The main idea of the title: According to the conditions of the lucky number, the multiples of the lucky number are continuously deleted, and the lucky number is left. What is required is the number of lucky numbers in a certain interval.
Question analysis: This question directly simulates the steps of deletion, you can get an array of lucky numbers, and then find the number of lucky numbers in a given interval in the array.
Code explanation: First remove the multiples of 2 from the array, then there are only 1, 3, 5, 7, 9, 11, 13 left in the num array...
Then I take the second number in the array, which is 3, and delete all the numbers whose positions are multiples of 3, that is, keep the numbers that are not multiples of 3.
After such a loop, the num array becomes 1, 3, 7, 9, 13...
Then take the third number 7 in the array, so k in the code increments by 1 after each loop, indicating that this time the next lucky number is a multiple.

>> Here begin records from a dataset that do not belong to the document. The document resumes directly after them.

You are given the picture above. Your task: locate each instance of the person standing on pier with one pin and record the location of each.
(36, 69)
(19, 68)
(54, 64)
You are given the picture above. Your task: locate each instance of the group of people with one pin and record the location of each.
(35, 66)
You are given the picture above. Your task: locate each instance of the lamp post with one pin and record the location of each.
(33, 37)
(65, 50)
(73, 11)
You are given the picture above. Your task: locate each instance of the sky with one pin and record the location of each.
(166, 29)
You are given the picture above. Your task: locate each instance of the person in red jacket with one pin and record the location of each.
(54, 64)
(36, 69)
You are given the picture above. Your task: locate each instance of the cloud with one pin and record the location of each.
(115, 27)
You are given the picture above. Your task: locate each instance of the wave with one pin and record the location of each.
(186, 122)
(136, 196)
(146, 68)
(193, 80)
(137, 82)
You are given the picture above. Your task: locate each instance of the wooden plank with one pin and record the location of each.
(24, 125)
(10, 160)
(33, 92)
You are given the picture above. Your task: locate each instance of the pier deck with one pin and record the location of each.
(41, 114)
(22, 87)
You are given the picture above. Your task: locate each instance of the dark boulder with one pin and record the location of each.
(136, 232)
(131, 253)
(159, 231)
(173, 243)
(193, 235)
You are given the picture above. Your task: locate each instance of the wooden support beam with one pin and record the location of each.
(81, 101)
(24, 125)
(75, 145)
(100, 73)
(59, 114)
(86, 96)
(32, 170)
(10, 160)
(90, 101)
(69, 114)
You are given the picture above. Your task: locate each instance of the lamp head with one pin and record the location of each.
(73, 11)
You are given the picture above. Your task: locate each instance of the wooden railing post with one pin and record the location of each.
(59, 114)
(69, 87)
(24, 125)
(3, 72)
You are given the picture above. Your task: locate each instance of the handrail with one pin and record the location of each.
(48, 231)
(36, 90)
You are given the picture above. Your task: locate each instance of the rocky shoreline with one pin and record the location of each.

Finally, take out the number of lucky numbers in the given interval.
Code display:
#include <iostream>
#include <string.h>
using namespace std;
int main(){
int m,n;
cin>>m>>n;
int num[n];
memset(num,0,sizeof(num));
for(int i=1;i<n;i++)
num[i] = i*2-1; //First remove the multiple of 2
int temp = 0;
int k=2;
int j = 1;
do{
temp = num[k++]; //Get the current lucky number, then the multiple of the lucky number will be deleted
for(int i=1;i<n;i++){
if(i%temp!=0)
num[j++] = num[i]; //Keep the lucky number in the current array
}
j = 1;
}while(temp<n);
int count = 0;
for(int i=1;i<n;i++){
if(num[i]>=n)
break;
if(num[i]>m)
count++;
}
cout<<count<<endl;
return 0;
}